MALANG – Babak baru sengketa lahan antara Petani Jeruk Desa Selorejo melawan Pemerintah Desa Selorejo, Kecamatan Dau, Kabupaten Malang, kini sudah memasuki persidangan putusan sela.
Dalam persidangan tersebut, kuasa hukum Pemerintah Desa Selorejo, Didik Lestariyono, mengatakan jika pihaknya optimistis menang karena melihat tanah tersebut adalah tanah bengkok milik kliennya.
“Legalitas letter C sudah jelas, pohon jeruk yang ditanam juga sumbangan dari pemerintah pusat. Artinya SK kepala desa untuk tidak menyewakan lagi itu sah,” ungkapnya saat dikonfirmasi pada Senin (31/05/2021).
Ia juga menjelaskan jika saat ini persidangan sudah berjalan sekitar 7 kali persidangan. Dan putusan sela sudah keluar sejak selasa lalu (25/05/2021) dan Pemdes Selorejo dinyatakan menang. Namun, hakim masih memberikan tenggat waktu bagi kubu petani jeruk untuk melakukan banding.
“Kami tidak mempermasalahkan jika mereka (petani jeruk) melakukan banding, karena itu hak mereka,” tegasnya.
Ia juga jumawa jika pihaknya sudah dipastikan menang karena menurutnya usaha banding para petani jeruk hanyalah sia-sia.
“Itu cuma mengulur-ulur waktu saja, katena kwitansi itu di tahun 2020 sistemnya dirawat dulu, setelah panen dibayar. Dan kwitansi itu juga sudah kelewat,” tegasnya.
Di tempat terpisah, kuasa hukum Petani Jeruk Desa Selorejo, Wiwit Tuhu, mengatakan jika pihaknya belum menyerahkan untuk melakukan banding terhadap putusan sela tersebut. Ia juga mengungkapkan kekecewaannya terkait keputusan majelis hakim di Pengadilan Negeri (PN) Kepanjen tersebut.
“Dari kuasa hukum warga yang mengajukan gugatan class action menyatakan kekecewaan terhadap keputusan majelis hakim,” tegasnya.

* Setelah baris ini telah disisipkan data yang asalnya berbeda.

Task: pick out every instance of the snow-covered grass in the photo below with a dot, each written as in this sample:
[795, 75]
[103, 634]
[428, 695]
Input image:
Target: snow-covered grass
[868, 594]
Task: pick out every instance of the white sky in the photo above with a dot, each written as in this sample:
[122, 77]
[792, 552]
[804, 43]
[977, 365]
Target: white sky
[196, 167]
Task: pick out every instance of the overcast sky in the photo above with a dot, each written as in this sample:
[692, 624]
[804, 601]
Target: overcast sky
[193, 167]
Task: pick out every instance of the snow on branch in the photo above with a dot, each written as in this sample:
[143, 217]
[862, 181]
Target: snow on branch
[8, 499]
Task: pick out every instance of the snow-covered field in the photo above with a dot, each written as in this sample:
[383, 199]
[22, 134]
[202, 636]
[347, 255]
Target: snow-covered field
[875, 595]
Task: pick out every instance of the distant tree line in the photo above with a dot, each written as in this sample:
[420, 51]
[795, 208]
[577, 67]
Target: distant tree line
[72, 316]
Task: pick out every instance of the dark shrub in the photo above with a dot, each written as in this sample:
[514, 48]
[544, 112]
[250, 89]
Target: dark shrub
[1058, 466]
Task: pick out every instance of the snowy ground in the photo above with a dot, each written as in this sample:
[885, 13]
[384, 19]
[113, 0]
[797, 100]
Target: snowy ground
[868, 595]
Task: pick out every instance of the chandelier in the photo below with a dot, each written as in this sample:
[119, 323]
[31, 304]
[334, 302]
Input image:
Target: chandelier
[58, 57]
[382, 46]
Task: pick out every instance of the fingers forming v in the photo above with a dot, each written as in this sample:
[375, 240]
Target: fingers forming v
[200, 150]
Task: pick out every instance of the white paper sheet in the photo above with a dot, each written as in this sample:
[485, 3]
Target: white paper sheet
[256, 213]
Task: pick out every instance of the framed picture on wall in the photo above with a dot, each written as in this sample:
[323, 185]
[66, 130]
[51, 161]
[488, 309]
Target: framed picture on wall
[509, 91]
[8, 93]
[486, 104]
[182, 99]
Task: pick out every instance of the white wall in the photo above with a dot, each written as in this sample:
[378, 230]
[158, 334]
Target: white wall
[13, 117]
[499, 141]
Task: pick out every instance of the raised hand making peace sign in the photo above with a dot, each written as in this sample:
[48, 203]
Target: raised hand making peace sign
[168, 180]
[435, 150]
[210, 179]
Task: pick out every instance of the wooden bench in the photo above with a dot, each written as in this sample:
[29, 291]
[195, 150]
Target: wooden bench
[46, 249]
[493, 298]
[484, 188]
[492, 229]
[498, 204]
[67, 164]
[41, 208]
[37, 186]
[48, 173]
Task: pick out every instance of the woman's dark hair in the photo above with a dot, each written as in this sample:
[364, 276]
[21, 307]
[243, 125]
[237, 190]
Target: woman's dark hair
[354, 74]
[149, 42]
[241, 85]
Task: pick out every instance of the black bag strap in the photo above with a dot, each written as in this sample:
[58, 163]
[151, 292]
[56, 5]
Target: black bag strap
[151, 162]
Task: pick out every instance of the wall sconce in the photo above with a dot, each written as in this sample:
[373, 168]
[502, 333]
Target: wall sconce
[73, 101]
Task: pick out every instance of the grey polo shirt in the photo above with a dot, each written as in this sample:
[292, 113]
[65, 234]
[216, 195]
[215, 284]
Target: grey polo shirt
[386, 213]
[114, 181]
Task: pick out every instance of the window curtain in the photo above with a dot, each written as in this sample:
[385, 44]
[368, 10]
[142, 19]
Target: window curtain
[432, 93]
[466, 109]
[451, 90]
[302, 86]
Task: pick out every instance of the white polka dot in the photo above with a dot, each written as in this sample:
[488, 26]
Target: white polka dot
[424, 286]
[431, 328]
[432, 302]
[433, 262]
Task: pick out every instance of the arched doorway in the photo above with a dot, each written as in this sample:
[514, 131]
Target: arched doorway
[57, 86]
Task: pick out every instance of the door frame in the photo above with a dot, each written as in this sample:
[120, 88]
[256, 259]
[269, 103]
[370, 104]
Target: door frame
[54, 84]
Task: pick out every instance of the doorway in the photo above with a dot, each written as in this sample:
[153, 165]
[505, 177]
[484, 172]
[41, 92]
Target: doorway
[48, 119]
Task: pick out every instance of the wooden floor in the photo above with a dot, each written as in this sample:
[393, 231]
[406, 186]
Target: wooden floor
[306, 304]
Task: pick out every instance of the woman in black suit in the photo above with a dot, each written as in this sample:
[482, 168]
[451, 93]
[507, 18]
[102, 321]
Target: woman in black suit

Ia juga mengatakan jika pihaknya diberikan tenggat waktu 14 hari untuk mengajukan banding sejak putusan sela pada 25 Mei 2021 lalu.
“Putusan tersebut bukan berarti penyewa kalah dan dianggap tidak berhak atas tanaman jeruk, karena putusan tersebut adalah putusan sela mengenai formalitas gugatan saja, belum masuk ke pokok perkara tentang penyewa ini berhak atau tidak atas tanaman jeruknya, jadi tolong dipahami benar terkait proses peradilan yang sedang berjalan,” jelasnya.
“Kalau ada pertanyaan apa dasar hukumnya banding, maka dapat diterangkan banding adalah upaya hukum yang dilakukan apabila salah satu pihak tidak puas terhadap putusan Pengadilan Negeri. Dasar hukumnya adalah UU No 4/2004 tentang Perubahan Atas Undang-undang Pokok Kekuasaan dan UU No 20/1947 tentang Peradilan Ulangan,” imbuhnya.
Wiwit juga mengatakan jika saat ini para petani jeruk hanya berharap agar diizinkan tetap menyewa lahan dan tidak meminta ganti rugi.
“Para penyewa saat ini sudah jelas penguasaan atas asetnya. Oleh karena itu, kami akan terus berjuang untuk petani yang sudah menanam dan membesarkan tanaman jeruk tapi belum mendapatkan keuntungan,” pungkasnya.